Over the weekend, this meeting of the financial gods was splashed on every newspapers across the United States. The plutocrats were the Britney Spears of their day, and these group of elite was all but certain that their actions would fix public trust in the market. By Sunday, these men had convinced them that they were finally around the bend and good times were here again. The credit crisis of the late 1920s was over!
On Monday, October 28, the people bought none of what the plutocrats were selling, and even less stock. In fact, the public who had stock along with almost all other investors decided to get out of the market. At the end of the day, the Dow was down by 13%.
There were rumors that the Rockefeller family and other financial giants were set to buy large quantities of stocks. Even William C. Durant was on board. Surely the public would see that they had confidence in the market, so the public should to.
The next day was “Black Tuesday”, October 29, 1929, 16.4 million shares were traded.
The Dow lost another 12%.
The ticker did not stop running until about 7:45 that evening.
The lost for the week was $30 billion, ten times more than the annual budget of the federal government.
It was more than America had spent in World War 1.
The masters of Wall Street meet and discussed went wrong. They released that it was the foreign capital that JP Morgan had connected with domestic spending capabilities that had won the day in 1907. It was outside investors who bought the American credit. Without outside stimulus, the credit cycle would cannibalize itself until it was not only unruly, but also worthless.

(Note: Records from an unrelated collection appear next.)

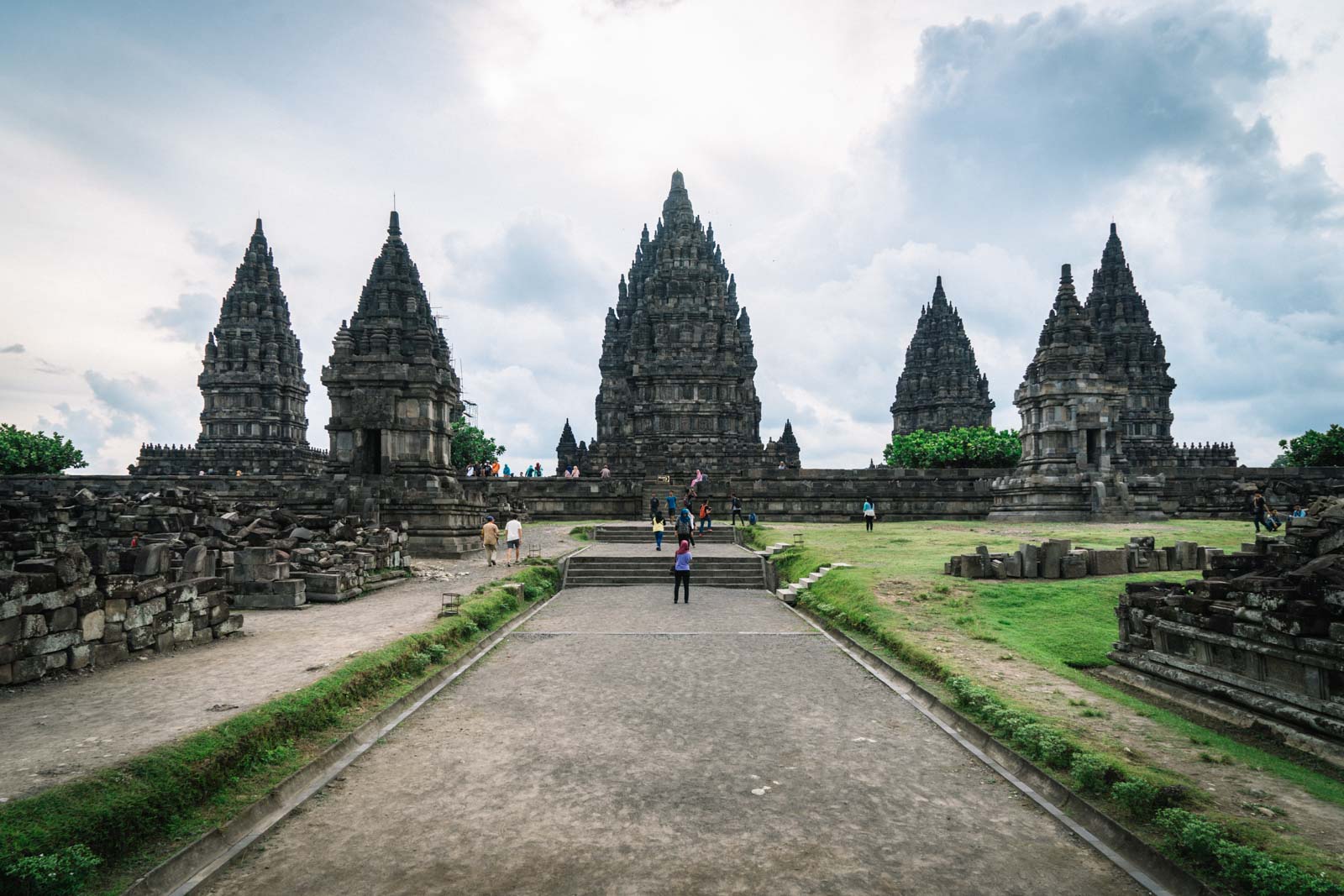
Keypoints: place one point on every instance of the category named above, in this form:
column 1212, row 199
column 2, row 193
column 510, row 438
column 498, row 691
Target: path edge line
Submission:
column 1120, row 846
column 198, row 862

The men laughed, realizing their folly. One junior raised a specter, “What if the country had already burned through its entire line of foreign investment and credit?”
Lamont looked up from his bourbon and muttered, “Not only would that be impossible, it would be sheer and utter madness. JP Morgan would never do anything as foolish as to prop up some industry again, unless there is a vast supply of cheap foreign investments. Mark my words young man, that would never happen.”

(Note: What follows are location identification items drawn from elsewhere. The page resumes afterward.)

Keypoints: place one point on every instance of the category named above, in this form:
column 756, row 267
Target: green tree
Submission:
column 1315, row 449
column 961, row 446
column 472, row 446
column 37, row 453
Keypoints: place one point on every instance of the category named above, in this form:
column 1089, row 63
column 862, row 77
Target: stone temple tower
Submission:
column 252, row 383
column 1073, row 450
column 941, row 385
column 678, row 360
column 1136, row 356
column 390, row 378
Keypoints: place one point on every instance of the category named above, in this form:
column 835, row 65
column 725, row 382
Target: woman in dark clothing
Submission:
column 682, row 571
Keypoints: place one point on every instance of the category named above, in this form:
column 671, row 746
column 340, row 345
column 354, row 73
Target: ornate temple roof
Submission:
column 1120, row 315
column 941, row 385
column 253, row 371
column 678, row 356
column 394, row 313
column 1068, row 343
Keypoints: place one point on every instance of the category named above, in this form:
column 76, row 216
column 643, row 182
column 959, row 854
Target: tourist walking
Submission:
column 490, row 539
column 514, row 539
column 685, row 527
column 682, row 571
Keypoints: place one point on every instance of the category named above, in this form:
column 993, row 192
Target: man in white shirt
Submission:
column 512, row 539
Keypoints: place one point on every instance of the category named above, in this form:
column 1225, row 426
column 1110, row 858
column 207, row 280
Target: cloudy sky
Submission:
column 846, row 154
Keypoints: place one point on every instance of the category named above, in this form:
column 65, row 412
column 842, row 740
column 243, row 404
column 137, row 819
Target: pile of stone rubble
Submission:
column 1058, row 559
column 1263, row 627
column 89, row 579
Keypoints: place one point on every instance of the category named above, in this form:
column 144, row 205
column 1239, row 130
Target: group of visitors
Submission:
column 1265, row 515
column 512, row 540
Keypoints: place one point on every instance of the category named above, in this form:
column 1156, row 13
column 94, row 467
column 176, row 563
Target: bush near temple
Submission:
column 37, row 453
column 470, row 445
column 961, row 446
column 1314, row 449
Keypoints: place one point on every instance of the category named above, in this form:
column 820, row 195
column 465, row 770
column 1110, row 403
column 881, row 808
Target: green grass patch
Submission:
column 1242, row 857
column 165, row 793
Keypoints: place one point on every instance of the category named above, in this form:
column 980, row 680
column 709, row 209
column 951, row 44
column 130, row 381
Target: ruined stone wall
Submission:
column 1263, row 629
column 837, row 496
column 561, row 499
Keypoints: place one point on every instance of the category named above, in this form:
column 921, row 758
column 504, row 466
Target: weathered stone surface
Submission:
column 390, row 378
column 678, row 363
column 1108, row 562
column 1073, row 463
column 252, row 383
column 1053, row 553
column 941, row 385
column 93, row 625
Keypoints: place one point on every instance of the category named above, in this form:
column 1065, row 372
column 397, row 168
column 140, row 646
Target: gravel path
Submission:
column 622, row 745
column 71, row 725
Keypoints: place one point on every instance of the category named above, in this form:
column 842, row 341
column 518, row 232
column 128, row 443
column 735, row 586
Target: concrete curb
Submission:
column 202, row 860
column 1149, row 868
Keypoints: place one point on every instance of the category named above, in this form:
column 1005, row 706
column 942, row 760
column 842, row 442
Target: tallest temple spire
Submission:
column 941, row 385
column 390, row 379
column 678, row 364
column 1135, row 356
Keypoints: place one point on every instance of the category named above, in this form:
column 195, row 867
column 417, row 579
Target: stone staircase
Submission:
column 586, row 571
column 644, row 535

A cheer went up from the gaggle, and merriment. Sure, the country would be in a bind for quite awhile, but the absurdity of the junior executives comments gave them thanks that at least they were not that over a barrel.
Or wearing barrels, which would surely be the case.
Bonus:
Richard M. Salsman:
“As late as April 1942, U.S. stock prices were still 75% below their 1929 peak and would not revisit that level until November 1954-almost a quarter of a century later.”